2. Materials and Methods
Patient population: Blood samples were collected from 1018 men who were visiting their urologist and were suspected of having prostate cancer or were known to have untreated prostate cancer and signed an informed consent to this IRB approved study (WIRB # 20130028).
Inclusion criteria: Men were eligible for enrollment in the study if they (i) were determined by their physician to have a risk profile that warranted either a prostate biopsy, (ii) had a biopsy > 90 days prior to but <1 year of study entry and had not undergone definitive therapy, (iii) were on active surveillance after the diagnosis of prostate cancer such that a biopsy would be performed within the next year but at least 30 days after the blood draw, or in combination.
Exclusion criteria: Men were not eligible for enrollment in this study if they (i) were less than 40 years of age as prostate cancer in younger men has different behavior and characteristics, (ii) had any known concurrent cancer except non-melanoma skin cancer or any history of cancer in the last 5 years, or (iii) had any form of androgen deprivation therapy (ADT) with the exception of 5-alpha reductase inhibitors.

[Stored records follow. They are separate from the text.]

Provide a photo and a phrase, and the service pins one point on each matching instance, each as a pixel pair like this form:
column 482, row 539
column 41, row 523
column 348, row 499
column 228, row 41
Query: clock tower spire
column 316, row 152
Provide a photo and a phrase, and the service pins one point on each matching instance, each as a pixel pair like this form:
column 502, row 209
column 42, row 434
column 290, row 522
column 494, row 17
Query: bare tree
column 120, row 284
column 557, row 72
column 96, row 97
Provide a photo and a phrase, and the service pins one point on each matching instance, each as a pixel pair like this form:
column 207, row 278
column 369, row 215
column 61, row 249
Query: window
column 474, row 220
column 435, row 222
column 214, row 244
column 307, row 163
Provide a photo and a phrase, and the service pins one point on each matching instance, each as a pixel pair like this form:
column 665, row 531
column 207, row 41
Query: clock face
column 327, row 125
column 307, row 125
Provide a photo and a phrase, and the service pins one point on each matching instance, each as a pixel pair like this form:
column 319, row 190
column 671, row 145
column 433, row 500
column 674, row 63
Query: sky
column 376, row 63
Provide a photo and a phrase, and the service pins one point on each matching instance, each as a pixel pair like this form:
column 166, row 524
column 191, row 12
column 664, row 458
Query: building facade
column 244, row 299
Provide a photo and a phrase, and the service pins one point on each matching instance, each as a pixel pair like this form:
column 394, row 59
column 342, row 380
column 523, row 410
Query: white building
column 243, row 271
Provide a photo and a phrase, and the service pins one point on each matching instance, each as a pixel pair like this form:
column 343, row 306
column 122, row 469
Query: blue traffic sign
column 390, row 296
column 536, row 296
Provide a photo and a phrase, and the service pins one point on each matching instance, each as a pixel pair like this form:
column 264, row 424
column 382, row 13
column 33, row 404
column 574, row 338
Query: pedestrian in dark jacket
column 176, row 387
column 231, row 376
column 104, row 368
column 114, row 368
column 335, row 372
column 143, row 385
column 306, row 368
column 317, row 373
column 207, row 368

Clinical and pathological data: Clinical, laboratory, and pathology data of each patient was abstracted from the electronic medical record and entered into an electronic data capture (EDC) system by the research teams at the various institutions under the IRB approved protocol (Comprehensive Urology (CU), Metropolitan Detroit, Michigan; Michigan Institute of Urology (MIU) Metropolitan Detroit, Michigan; and Urology Austin, Austin, Texas). The current gold standard of care (SOC) for prostate cancer detection remains the 12-part transrectal, ultrasound-guided (TRUS) biopsy which was used at each of the institutions during the time period of the study. Standard 12 core systematic biopsies were performed with allowance for additional cores at the urologist’s discretion. Pathologists at all three institutions agreed on the main standard data points to be included in the needle biopsy pathology reports. The current International Society of Urological Pathology (ISUP) modified Gleason grading system was used [38
] and the data from the highest-grade group of a single core was recorded. The maximal cross-sectional surface area of tumor on a single core and the number of positive cores were recorded in the EDC. A portion of the cases had pathology review to ensure grading uniformity between sites. For this study, the presence of adverse pathologic features was defined as any (i) Gleason grade group (GG) 4 or 5, (ii) any GG 3 with greater than 3 cores positive or greater than 30% of a core involved, or (iii) GG 2 with greater than 6 cores positive and greater than 60% of a core positive. For patients who had undergone radical prostatectomy, adverse pathology was defined as either GG 4 or GG 5 of any size, GG 3 with >30% of prostate involved, GG 3 with >10 mm tumor size, GG 2 with >60% of prostate involved or GG 2 with >20 mm tumor size. All available data was considered, and the most aggressive pathology was used to define cases as having adverse pathology with patients being followed up to 5 years. The demographic information of the study population is presented in the results section; Supplementary Figure S1
contains details of data integrity, missing values, and imputation.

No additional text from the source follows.